With that sorted out, the Bloc Quebecois proceeded with four questions on the government’s failure to prepare us for the coming climate apocalypse. And with the matters of economic and environmental disaster already covered, Jack Layton was left little option but to denounce everything else in between.

“Canada’s reputation is in free fall,” he observed. “Leadership on the world stage really has to start with leadership here at home, and what we have seen is that the government of Canada has been criticized frequently and successively by UN reports for its record on poverty, on women, on the environment, on human rights. Taser deaths were singled out by Italy. Norway pointed to the scale and character of violence against aboriginal women. The United Kingdom added that Canada had to give the highest priority to fundamental inequalities between aboriginal people and the rest of Canadians by settling land claims, among other measures.”

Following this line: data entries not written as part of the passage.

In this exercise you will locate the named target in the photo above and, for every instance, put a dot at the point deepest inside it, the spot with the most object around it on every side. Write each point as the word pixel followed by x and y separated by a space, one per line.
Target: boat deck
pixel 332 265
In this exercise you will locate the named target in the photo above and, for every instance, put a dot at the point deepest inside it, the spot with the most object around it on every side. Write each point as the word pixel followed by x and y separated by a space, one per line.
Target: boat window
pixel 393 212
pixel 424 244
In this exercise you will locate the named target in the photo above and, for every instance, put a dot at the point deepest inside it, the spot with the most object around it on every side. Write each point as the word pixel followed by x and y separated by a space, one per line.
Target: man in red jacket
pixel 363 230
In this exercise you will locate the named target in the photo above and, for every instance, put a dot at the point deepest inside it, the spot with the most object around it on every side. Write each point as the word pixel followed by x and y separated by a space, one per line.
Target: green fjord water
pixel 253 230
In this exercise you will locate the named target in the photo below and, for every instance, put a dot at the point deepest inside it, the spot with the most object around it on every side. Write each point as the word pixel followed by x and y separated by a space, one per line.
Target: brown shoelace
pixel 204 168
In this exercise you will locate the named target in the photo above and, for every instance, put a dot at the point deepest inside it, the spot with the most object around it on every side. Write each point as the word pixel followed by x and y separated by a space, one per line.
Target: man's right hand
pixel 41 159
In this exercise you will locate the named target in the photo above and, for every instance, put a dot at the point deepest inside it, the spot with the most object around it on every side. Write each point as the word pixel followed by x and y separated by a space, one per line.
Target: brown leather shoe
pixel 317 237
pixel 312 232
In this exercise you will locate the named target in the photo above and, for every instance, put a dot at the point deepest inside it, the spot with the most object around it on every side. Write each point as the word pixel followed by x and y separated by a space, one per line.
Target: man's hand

Then, finally, a question. “Could the government tell us,” Layton asked, “what progress, if any, has been registered with the UN in the Prime Minister’s meetings?”

The government might have, but would not.

“Mr. Speaker, I can talk specifically about some progress, for example, on specific claims settlements in British Columbia, my home province, where this last year we settled 31 land claims. That is a record number,” reported Indian Affairs Minister Chuck Strahl. “We also urge the member at the far end of the hall here to help us pass the matrimonial real property rights bill, which will finally give aboriginal women and children the property rights they deserve and that every other Canadian takes for granted.”

This was likely not quite the answer Layton was looking for. But it was something.

The Stats. The environment, six questions. The economy, five questions. The auto industry, three questions. Human rights, the budget, federal jurisdiction, arts funding, trade, China, pay equity, press freedom, crime, listeriosis and foreign aid, two questions each. Israel, Omar Khadr and infrastructure, one question each.

Jim Flaherty, eight answers. Jim Prentice, six answers. Vic Toews and Lawrence Cannon, four answers each. Tony Clement, Chuck Strahl, Josee Verner, James Moore, Stockwell Day, Peter Van Loan and Bev Oda, two answers each. Jason Kenney, Rob Nicholson and John Baird, one answer each.